Mosca sta esortando le parti coinvolte a tornare al rispetto degli accordi trilaterali stipulati tra Russia, Azerbaigian e Armenia per il Nagorno-Karabakh. “La cosa più importante ora è tornare immediatamente al rispetto degli accordi trilaterali firmati nel 2020-2022 – ribadisce il ministero degli Esteri russo – che stabiliscono tutte le misure per una soluzione pacifica alla questione del Nagorno-Karabakh”, si legge nella dichiarazione che sollecita entrambe le parti “a fermare le ostilità armate e a fare tutto il possibile per proteggere la popolazione del Nagorno-Karabakh e difenderne gli interessi”.

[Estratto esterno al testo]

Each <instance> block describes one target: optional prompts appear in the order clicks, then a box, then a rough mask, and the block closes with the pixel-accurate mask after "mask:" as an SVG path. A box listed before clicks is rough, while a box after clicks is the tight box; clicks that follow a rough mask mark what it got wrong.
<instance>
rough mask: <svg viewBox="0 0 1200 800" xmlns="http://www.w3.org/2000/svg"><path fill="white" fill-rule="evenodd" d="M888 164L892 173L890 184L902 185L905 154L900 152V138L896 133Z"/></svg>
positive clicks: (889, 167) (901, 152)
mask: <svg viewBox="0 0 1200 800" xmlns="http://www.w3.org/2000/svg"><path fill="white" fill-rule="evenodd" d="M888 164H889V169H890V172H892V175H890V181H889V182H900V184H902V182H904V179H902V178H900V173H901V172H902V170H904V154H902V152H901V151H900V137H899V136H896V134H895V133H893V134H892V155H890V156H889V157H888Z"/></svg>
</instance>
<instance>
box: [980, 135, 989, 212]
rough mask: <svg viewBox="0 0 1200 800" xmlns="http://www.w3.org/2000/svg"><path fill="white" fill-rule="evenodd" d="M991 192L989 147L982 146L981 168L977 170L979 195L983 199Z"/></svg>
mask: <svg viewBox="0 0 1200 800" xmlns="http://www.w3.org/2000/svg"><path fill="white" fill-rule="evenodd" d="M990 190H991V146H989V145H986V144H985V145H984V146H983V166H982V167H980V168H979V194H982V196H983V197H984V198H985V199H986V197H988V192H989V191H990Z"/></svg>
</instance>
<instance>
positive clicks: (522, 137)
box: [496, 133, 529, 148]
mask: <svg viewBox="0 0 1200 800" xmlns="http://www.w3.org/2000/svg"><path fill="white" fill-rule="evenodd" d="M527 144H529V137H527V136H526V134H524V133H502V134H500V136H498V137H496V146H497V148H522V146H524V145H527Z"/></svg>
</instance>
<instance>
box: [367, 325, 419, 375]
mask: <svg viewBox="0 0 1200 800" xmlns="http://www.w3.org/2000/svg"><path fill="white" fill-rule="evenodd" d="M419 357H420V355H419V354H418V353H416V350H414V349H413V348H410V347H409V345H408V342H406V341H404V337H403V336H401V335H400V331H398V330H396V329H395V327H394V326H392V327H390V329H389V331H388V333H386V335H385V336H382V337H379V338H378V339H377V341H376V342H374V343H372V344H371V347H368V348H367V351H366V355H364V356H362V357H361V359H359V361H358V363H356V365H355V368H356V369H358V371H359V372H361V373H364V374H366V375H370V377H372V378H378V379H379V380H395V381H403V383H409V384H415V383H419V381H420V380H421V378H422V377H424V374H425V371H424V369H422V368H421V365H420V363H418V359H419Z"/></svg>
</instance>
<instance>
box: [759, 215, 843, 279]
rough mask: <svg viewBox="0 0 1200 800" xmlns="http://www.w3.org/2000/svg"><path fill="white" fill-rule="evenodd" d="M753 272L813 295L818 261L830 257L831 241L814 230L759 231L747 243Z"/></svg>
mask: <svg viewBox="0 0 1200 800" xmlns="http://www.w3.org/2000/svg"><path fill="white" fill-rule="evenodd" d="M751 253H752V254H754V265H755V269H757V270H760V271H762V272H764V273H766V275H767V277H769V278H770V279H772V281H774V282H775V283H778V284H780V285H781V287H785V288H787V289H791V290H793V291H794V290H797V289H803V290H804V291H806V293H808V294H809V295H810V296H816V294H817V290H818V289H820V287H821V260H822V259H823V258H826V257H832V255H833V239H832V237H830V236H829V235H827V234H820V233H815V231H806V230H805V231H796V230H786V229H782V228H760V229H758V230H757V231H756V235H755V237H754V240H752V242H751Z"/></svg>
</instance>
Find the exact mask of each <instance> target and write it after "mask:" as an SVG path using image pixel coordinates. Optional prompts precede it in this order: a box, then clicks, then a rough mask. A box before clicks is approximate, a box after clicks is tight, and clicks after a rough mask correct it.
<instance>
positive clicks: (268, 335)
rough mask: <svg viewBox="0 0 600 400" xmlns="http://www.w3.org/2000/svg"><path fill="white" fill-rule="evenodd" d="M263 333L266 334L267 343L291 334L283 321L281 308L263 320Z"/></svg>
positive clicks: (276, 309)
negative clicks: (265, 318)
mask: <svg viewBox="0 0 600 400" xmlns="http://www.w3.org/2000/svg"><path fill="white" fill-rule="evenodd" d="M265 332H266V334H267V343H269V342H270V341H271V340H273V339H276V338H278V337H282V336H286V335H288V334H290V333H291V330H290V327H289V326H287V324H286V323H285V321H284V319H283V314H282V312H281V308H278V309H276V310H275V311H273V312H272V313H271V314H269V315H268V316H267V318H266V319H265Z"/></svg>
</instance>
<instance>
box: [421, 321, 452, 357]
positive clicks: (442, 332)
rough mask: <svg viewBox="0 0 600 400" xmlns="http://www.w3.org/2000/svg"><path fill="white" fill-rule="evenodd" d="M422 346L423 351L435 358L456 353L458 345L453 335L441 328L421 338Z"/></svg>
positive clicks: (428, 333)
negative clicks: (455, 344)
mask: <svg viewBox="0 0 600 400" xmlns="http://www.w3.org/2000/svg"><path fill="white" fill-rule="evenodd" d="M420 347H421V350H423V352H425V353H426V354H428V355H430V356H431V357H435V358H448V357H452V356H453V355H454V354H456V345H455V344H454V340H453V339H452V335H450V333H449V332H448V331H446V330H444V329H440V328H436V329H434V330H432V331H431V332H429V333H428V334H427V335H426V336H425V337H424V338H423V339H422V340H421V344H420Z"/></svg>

L’origine dello scontro in Nagorno Karabakh
La disputa per il Nagorno-Karabakh ha origini complesse che risalgono alla storia etnica e territoriale della regione. Nonostante una maggioranza di armeni nella zona, durante l’era sovietica, il Nagorno-Karabakh fu assegnato all’Azerbaigian, creando tensioni nazionali e territoriali. Quando l’Unione Sovietica si sciolse nel 1991, sia l’Armenia che l’Azerbaigian dichiararono l’indipendenza, innescando il conflitto per il controllo della regione.
Una guerra tra il 1988 e il 1994 vide l’Armenia prendere il controllo del Nagorno-Karabakh, ma il conflitto non fu risolto. Questa situazione è stata alimentata dalle differenze etniche (armeni contro azeri) e religiose (cristiani contro musulmani), che hanno creato tensioni tra le comunità. Gli armeni del Nagorno-Karabakh cercano l’indipendenza o l’unione con l’Armenia, mentre l’Azerbaigian rivendica il controllo sulla regione in base alle frontiere sovietiche.
La disputa è rimasta irrisolta per molti anni ed ha portato a periodiche violenze e tentativi di mediazione internazionale per trovare una soluzione pacifica. E forse oggi si è arrivata alla sua definitiva conclusione.